Daf, la transmission automatique pour tous


DAF est une marque de poids lourds qui s’est diversifiée dans l’automobile à partir de 1959. Après le choc pétrolier de 1973/1974, la firme se trouve en difficulté. Elle est rachetée en 1975 par Volvo qui complète ainsi sa gamme à bon compte. La marque DAF disparaît en 1976.


La firme DAF (Doorne Automobiel Fabrieken) est créée par la richissime famille Van Doorne en 1928 à Eindhoven aux Pays-Bas. Mais elle construit des poids lourds seulement à partir de 1949, et des voitures à partir de 1959. Elle se spécialise dans la production de petites voitures à transmission automatique dite " Variomatic ".

Sa production dépasse le rythme des 20 000 unités par an seulement à partir de 1964, puis atteint 30 000 en 1965, 33 000 en 1966, 49 000 en 1967, 58 000 en 1968, 61 000 en 1969, 67 000 en 1970, 78 000 en 1971 et 87 000 en 1972. Les années suivantes qui coïncident avec la première grave crise pétrolière sont celles du déclin : 85 000 en 1973, 70 000 en 1974 et 61 000 en 1975. Le constructeur en difficulté ne trouve son salut que par son rachat par le constructeur suédois Volvo.

Les modèles DAF deviennent alors les modèles d’entrée de gamme de la firme Volvo. Leur fabrication se poursuit jusqu’en 1980 sur le site de Born, dont l’activité a démarré en 1967. Cette usine permet un accroissement notable de la production de la marque DAF. Elle est vendue à Mitsubishi en 2001 qui la revend à son tour au groupe VDL en 2012. Aujourd’hui, le site de Born qui appartient toujours à VDL produit des Mini et des BMW X1 qui partagent la même plateforme. 


1958 : rachat de Minerva et lancement de la DAF 600


L’entrée de DAF dans la production automobile coïncide avec le rachat de la firme belge Minerva par le constructeur néerlandais, sans doute parce que cette ancienne marque de luxe, tombée en désuétude après la Seconde Guerre mondiale, peut conseiller DAF sur les diverses modalités de la production automobile, inconnues jusqu’alors par le constructeur de poids lourds DAF. La production de voitures et celle de camions sont en effet deux savoir-faire complètement différents.

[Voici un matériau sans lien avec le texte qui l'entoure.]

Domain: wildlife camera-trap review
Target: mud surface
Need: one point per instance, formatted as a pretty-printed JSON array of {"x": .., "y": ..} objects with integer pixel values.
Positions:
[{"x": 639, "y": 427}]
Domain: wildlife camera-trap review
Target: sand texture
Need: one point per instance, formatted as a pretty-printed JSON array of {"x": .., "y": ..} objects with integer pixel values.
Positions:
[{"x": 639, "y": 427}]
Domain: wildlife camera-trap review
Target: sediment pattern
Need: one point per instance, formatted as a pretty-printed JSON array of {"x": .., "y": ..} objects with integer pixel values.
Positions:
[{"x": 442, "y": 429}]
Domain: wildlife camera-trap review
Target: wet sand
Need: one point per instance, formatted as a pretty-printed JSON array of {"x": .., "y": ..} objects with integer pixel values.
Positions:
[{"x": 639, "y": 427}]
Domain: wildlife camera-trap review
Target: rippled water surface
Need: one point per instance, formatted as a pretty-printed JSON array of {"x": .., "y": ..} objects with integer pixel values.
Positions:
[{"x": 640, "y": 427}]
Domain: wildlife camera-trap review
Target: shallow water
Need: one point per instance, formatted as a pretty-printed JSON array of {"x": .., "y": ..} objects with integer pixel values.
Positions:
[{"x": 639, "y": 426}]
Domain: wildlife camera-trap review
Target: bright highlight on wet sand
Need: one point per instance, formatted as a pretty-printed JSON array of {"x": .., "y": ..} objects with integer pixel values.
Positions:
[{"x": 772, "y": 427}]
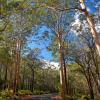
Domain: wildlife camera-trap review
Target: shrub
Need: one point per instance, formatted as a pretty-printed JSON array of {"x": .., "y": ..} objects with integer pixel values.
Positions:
[
  {"x": 24, "y": 92},
  {"x": 38, "y": 92},
  {"x": 6, "y": 93},
  {"x": 71, "y": 98}
]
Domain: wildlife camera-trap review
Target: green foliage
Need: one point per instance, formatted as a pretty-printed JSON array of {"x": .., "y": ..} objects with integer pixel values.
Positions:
[
  {"x": 6, "y": 93},
  {"x": 24, "y": 92},
  {"x": 71, "y": 98},
  {"x": 39, "y": 92}
]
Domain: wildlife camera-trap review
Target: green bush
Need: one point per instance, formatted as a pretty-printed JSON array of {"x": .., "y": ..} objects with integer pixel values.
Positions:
[
  {"x": 6, "y": 93},
  {"x": 24, "y": 92},
  {"x": 38, "y": 92},
  {"x": 71, "y": 98}
]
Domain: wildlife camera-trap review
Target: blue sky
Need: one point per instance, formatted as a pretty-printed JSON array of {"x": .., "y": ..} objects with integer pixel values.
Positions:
[{"x": 42, "y": 44}]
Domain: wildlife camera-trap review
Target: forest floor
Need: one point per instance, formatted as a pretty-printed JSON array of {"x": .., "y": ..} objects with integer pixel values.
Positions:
[{"x": 38, "y": 97}]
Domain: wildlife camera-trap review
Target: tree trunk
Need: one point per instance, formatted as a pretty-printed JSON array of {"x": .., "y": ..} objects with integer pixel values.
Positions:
[
  {"x": 91, "y": 25},
  {"x": 63, "y": 91},
  {"x": 90, "y": 85},
  {"x": 17, "y": 66},
  {"x": 65, "y": 74}
]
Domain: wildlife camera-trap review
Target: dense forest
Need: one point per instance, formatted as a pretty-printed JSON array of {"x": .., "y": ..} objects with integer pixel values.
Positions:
[{"x": 31, "y": 31}]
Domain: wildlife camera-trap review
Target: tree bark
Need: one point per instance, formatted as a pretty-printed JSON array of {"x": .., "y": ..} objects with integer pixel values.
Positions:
[
  {"x": 63, "y": 85},
  {"x": 91, "y": 25}
]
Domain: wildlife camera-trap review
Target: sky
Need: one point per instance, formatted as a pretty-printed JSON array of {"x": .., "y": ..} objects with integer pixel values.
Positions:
[
  {"x": 41, "y": 44},
  {"x": 45, "y": 54}
]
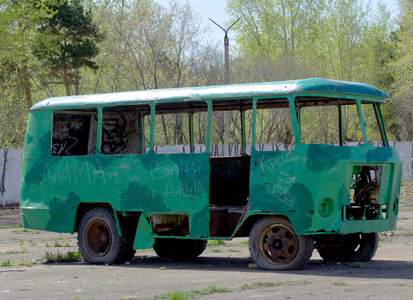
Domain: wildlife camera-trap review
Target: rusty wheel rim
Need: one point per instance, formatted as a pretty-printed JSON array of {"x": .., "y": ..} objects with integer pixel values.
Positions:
[
  {"x": 278, "y": 244},
  {"x": 98, "y": 238}
]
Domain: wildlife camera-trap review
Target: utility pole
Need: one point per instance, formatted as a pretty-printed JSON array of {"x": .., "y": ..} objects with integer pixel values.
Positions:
[{"x": 226, "y": 47}]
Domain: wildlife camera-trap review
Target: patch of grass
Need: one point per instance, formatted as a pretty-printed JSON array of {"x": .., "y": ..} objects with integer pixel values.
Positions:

Alors que Minerva disparaît pour toujours, DAF dévoile en 1958 sa première voiture, la 600, une petite berline tricorps de 3,61 mètres de long, dessinée sans grande originalité par Johan van der Brugghen. Elle est dotée de deux portes et d’une boite de vitesses automatique à variateur, dite " Variomatic " qui va devenir la signature de la marque néerlandaise jusqu’à son extinction en 1976. La DAF 600 est dotée d’un moteur à deux cylindres à plat de 590 cm3 développant 22 ch, qui lui permet d’atteindre une vitesse maximale de 96 km/h. Sa production débute en 1959 aux côtés des camions DAF et s’achève en 1963, totalisant 30 563 exemplaires.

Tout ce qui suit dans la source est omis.